If you guessed that this is anItalian coffee drink, then you guessed right. This is a drink made in layers and filled with rich textures and taste. First, you have your base which is al ayer of espresso; then you have your layer of steamed milk which counters the taste of the espresso, after this comes to the top layer which is foamy milk and then, you have a little extra finishing in the form of chocolate powder. This drink is perfect for when you need that caffeine kick, but you also want to enjoy it on a rainy morning.
This is another favorite from Italy and also a perfect brew to help introduce a coffee novice to the world of coffee. This is much like the cappuccino in the sense that it is made in layers and also is infused with different tastes and textures. This drink is first layered with a healthy helping of chocolate followed by the basic layer of espresso after which comes a layer of milk and lastly, a layer of whipped cream. This drink is the perfect cross between your classic hot chocolate and your classic coffee. It just sits perfectly in the middle.

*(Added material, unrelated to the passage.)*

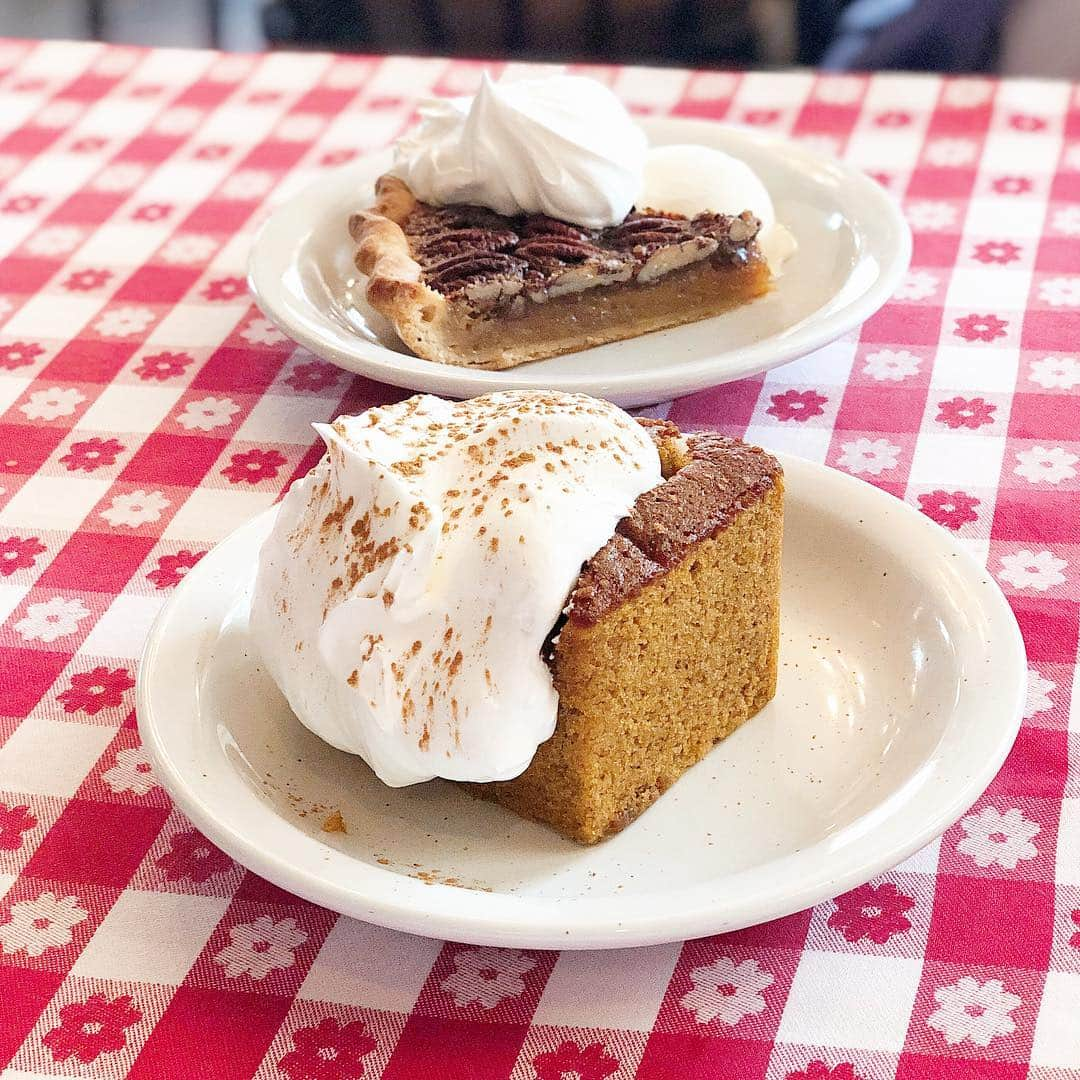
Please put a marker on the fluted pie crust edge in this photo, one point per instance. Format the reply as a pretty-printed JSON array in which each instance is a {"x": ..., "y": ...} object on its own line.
[{"x": 440, "y": 328}]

If you are looking for a pick me up in the morning, this brew is definitely not for you. It may be coffee but trust me; this brew would be sending you straight to the sack if you are not careful with it. This coffee is not typically sold at coffee shops; in fact, a regular barista may not know how to prepare it; you would rather get it at bars and restaurants. This is because the Irish coffee is made of three distinct layers; the first layer contains the regular base of coffee drinks, the espresso, followed by a generous layer of rich Irish whiskey and lastly, it is topped with a nice layer of whipped cream. In fact, I think it is safe to say that this drink is more of a cocktail than an actual coffee drink. It was first invented in the winter of 1940 when Joe Sheridan Foynes decided it would be a good idea to add some Irish whiskey to his coffee after the disembarking of his American passengers.
With so many countries producing coffee beans and so many other countries brewing them, is it really a wonder that there are so many types of coffee in the world? I think not. Coffee is a very flexible drink as we can see and can be enjoyed in so many different ways based on personal preference. How do you enjoy yours?